Clients will soon be able to view their case files through a secure Internet connection on the company’s Web site at www.tynerlawfirm.com, using Case Map, which analyzes facts and evidence, Tyner said.
“A lot of times, clients dump cases at your door and they don’t see what’s going on until the case is over,” he said. “Because all litigation cases are fact intensive and there’s a possibility of error, clients can help by reviewing the case often, at their convenience.”
Tyner Law Firm, which made the move from West Government Street in Brandon to 5750 I-55 North in Jackson on April 20, has a staff of three in-house attorneys, offices in Pascagoula and New Orleans and a networking capability of a dozen more attorneys, enabling associates to offer a variety of legal services not provided by the firm. Areas of in-house practice include healthcare law, agriculture, environment and insurance.
“We handle auto wrecks, but only major catastrophes, no ‘cash for whiplash’ cases,” said Tyner.
Before he opened shop in 1995, Tyner, a Canton native, graduated from Mississippi College School of Law, studied environmental law at Tulane University and was a partner in a prominent local law firm.
“When I was in my first semester of college, I was a church activities major, and my Granny, who was a fine Southern Baptist, was delighted,” Tyner said. “Then, I decided I was leaning toward law and she was just appalled. One day, Justice Pittman from Hattiesburg, who was in her church and was the family lawyer, sat on the front porch with Granny in a swing and told her it was OK, that we needed Christian lawyers, too. After he told her that, it was OK.”
Tyner came up with the idea of offering clients incentives after observing an attorney become the client in a pending litigation case.
“It’s much like seeing the doctor becoming the patient,” he said. “It was eye opening. I believe businesses have been hurt by the way the system is set up, especially when they become defendants in lawsuits. If they get sued and don’t have in-house legal expertise to tell them what must be done and what isn’t necessary, they’ll hire law firms to represent them. Most attorneys representing these companies do everything they can to fully represent their client. Yet, because my law firm does primarily contingency fee-based cases from the plaintiff’s perspective, we don’t always cover every detail. We cover the big points to get to the end quickly whereas, if there’s no incentive to do that, most law firms drag it out.”
If a client company says no holds barred, law firms look under every stone.
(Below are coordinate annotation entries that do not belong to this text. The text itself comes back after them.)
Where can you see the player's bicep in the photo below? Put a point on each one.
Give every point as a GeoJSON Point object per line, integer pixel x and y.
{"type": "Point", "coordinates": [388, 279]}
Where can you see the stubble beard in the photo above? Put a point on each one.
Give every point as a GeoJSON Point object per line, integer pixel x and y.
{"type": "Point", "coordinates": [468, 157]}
“But a lot of those stones don’t need to be looked under,” Tyner said. “They could possibly be relevant somehow, but the consequence of that is a huge legal bill and a case pending for years when all they want is a conclusion. In answer to that, we came up with a system that’s incentive-based.”
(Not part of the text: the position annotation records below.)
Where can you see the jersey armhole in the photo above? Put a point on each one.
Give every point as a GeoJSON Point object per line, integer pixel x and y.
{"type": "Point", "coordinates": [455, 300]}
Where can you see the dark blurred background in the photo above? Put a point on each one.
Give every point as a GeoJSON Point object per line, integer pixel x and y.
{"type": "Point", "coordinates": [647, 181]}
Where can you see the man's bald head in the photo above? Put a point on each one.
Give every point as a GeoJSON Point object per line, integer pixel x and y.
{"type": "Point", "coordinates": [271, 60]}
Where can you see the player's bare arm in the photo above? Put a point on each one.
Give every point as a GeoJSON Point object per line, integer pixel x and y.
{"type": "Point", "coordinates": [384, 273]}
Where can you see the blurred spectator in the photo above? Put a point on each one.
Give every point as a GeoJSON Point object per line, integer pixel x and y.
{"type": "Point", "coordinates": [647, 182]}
Discoveries are almost always extended past the 90-day period, and discovery periods can often grow into years. When asked for relevant documents to a particular case, there may be only 100, but a law firm might send 100,000 documents. “We call it ‘dump trucking,’” Tyner said.
“It’s an hourly lawyer’s best dream,” he said. “They love it because, how hard is it to read a document? They’re just clicking off their time and that’s not good. That’s what people are paying hourly for.
“In the legal field, we forget how stressful it is to be involved in a lawsuit, whether you’re the plaintiff or defendant, because suddenly your life is an open book,” Tyner said. “People are picking and prodding at you under a microscope. It’s not a position anyone wants to be in, and I think lawyers — we, as a profession — forget they’re dealing with lives. These people need matters over with, to have the case closed.”